To the same effect is the Irish case of Bellv. Great Northern Railway Co. of Ireland [1890], 26 L.R.Ir. 428, in which illness due to reasonable apprehension of personal injury due to the defendants' negligence was held to give a cause of action.

These cases are at any rate no more favourable to the pursuer's contention than those decided in England. In all three countries no doubt shock occasioned by deliberate action affords a valid ground of claim (see Wilkinson v. Downton [1897] 2 Q.B. 57 and Janvier v. Sweeney [1919] 2 K.B. 316), and so I think does shock occasioned by reasonable apprehension of injury to oneself or others, at any rate if those others are closely connected with the claimant. What is reasonable may give rise to some difference of opinion but whether illness due to shock which might reasonably have been anticipated as the result of injury to others can or cannot form the basis of a successful claim need not now be considered. No exceptionally loud noise or particularly gruesome sight is alleged or any circumstance suggesting that the cyclist should have anticipated he would cause a shock to the pursuer.

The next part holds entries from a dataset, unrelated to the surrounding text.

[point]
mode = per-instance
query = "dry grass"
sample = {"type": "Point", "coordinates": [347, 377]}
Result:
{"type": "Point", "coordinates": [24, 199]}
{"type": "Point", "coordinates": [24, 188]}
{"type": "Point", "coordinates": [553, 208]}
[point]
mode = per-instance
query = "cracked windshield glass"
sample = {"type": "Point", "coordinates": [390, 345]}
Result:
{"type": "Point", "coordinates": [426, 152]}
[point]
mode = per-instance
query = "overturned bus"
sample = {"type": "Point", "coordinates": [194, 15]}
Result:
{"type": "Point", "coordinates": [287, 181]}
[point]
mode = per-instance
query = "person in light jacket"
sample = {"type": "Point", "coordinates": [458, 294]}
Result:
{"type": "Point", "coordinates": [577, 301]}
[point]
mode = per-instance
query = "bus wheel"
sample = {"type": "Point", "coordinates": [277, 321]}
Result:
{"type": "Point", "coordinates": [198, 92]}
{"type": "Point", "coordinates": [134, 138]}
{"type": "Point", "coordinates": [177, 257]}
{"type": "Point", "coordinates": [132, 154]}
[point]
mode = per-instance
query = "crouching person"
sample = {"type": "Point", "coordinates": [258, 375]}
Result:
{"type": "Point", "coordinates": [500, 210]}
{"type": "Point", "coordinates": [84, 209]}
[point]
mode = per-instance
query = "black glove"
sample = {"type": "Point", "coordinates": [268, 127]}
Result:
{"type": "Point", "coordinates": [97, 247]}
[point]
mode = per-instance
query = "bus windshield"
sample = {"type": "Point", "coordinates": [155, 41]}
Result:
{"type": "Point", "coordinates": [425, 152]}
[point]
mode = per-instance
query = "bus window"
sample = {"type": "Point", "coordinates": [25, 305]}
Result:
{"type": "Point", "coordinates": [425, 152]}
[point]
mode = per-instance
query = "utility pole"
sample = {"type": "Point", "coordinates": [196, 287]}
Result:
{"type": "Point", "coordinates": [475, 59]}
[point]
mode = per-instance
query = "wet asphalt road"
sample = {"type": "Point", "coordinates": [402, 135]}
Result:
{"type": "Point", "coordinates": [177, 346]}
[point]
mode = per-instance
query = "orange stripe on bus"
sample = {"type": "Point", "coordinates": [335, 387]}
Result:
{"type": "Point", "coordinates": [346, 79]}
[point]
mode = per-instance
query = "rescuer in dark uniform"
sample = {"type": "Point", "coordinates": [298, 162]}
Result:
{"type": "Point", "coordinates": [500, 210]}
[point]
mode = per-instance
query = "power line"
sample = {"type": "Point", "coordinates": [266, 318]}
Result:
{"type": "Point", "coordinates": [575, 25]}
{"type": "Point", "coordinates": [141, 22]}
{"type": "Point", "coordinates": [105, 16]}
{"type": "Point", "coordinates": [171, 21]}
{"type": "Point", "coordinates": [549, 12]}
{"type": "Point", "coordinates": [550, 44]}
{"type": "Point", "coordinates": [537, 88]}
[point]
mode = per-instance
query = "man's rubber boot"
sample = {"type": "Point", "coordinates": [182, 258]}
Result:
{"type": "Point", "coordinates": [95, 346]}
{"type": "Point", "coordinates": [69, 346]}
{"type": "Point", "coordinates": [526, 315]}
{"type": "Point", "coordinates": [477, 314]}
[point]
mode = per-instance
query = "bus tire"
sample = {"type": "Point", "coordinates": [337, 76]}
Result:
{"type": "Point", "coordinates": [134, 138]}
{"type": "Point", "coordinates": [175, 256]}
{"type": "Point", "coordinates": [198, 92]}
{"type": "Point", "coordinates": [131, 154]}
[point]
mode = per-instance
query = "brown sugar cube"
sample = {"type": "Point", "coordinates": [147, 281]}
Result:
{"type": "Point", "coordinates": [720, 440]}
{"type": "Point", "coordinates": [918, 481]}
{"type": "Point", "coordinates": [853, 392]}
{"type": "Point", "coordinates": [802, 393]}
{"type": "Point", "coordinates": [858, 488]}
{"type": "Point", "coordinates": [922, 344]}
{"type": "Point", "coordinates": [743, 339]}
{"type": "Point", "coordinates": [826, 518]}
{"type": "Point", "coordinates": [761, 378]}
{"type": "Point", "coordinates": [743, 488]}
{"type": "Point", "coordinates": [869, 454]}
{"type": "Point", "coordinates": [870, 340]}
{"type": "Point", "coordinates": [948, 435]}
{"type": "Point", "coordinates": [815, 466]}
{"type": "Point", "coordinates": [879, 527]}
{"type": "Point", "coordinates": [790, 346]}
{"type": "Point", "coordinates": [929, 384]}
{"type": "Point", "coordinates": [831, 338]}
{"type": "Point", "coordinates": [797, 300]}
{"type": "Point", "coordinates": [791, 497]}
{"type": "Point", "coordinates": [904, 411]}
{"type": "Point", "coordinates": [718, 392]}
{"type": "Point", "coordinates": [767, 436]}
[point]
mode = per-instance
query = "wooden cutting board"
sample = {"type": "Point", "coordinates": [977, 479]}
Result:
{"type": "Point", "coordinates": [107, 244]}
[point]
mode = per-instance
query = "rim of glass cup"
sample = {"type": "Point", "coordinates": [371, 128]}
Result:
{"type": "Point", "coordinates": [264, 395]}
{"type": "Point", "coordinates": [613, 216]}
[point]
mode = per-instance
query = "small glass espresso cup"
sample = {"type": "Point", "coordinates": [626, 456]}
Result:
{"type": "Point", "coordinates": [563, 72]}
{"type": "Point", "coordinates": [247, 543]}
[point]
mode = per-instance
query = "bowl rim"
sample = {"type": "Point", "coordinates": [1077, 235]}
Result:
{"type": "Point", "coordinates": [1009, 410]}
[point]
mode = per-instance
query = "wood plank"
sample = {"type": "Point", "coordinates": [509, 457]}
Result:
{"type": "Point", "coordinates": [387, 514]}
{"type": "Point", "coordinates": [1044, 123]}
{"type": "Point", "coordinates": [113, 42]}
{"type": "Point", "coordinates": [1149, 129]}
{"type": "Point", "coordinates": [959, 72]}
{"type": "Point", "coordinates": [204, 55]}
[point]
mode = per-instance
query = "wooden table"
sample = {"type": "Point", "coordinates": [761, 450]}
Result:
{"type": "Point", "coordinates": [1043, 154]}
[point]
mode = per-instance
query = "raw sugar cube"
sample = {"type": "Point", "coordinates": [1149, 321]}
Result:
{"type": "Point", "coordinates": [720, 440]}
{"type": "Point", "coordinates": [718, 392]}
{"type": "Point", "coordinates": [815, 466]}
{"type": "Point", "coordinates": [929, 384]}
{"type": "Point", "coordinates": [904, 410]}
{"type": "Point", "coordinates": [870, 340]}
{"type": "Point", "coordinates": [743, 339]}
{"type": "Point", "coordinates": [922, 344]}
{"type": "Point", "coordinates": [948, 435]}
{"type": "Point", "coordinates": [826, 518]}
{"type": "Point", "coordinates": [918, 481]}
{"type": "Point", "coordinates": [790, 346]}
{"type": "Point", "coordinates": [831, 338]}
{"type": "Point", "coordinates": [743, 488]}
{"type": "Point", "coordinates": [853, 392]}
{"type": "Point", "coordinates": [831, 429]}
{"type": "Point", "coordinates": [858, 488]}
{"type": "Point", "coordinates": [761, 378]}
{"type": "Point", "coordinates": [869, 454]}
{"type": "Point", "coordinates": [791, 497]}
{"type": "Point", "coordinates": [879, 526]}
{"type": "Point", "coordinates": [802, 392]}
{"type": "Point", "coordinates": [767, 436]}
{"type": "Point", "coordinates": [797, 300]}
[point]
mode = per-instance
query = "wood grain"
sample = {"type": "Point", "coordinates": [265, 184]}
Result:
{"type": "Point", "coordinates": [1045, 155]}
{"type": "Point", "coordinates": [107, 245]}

On the ground that there never was any duty owed by the deceased man to the pursuer or breach of such a duty, I should dismiss the Appeal. In so deciding, I believe I am following the reasoning and conclusion of the Lord Ordinary as well as those of the majority in the Inner House, with whose opinions I agree.

Mr. Montague Berryman


May it please your Lordships; before your Lordship puts the Motion to the House, there is one point which arises as to the costs to which I am instructed to draw your Lordships' attention and with which I am instructed to invite your Lordships to deal. Your Lordships will remember that the case started with an interlocutor of Lord Robertson dated the 26th April, 1940; upon that there was a reclaiming motion which was heard before the Extra Division on the 1st August, 1940—your Lordships will find that at pages 12 and 13 of the Appellant's Case—and upon that the case was remitted in order that there might be a proof before answer. On that reclaiming motion the Respondent to this appeal was ordered to pay the costs, although in fact Lord Robertson, I think—I am so instructed; I was not there when the case was argued—had in fact arrived at the same conclusions as your Lordships without any reference to the argument at all

Lord Thankerton:

But that was purely on relevancy. The pursuer succeeded on her motion, and she got her expenses.

Mr. Berryman:

That is so. That is all I was dealing with.

Lord Thankerton:

That is not touched, of course.

Mr. Berryman:

No, at the moment that is not touched.

Lord Wright:

It is not the subject of appeal.

Lord Macmillan:

It is not the effect of our decision to deprive the pursuer of her expenses in the Inner House on a preliminary discussion on relevancy.

Lord Thankerton:

No, we do not touch any interlocutor below. You need have no anxiety about your expenses. "Costs " here means only the costs of this Appeal.

Mr. Berryman:

It was only in our anxiety to get repayment of those costs that I was instructed to address your Lordships.

Lord Thankerton:

It is not appealed against.

Mr. Berryman:

No, strictly I do not think it is. If your Lordships please.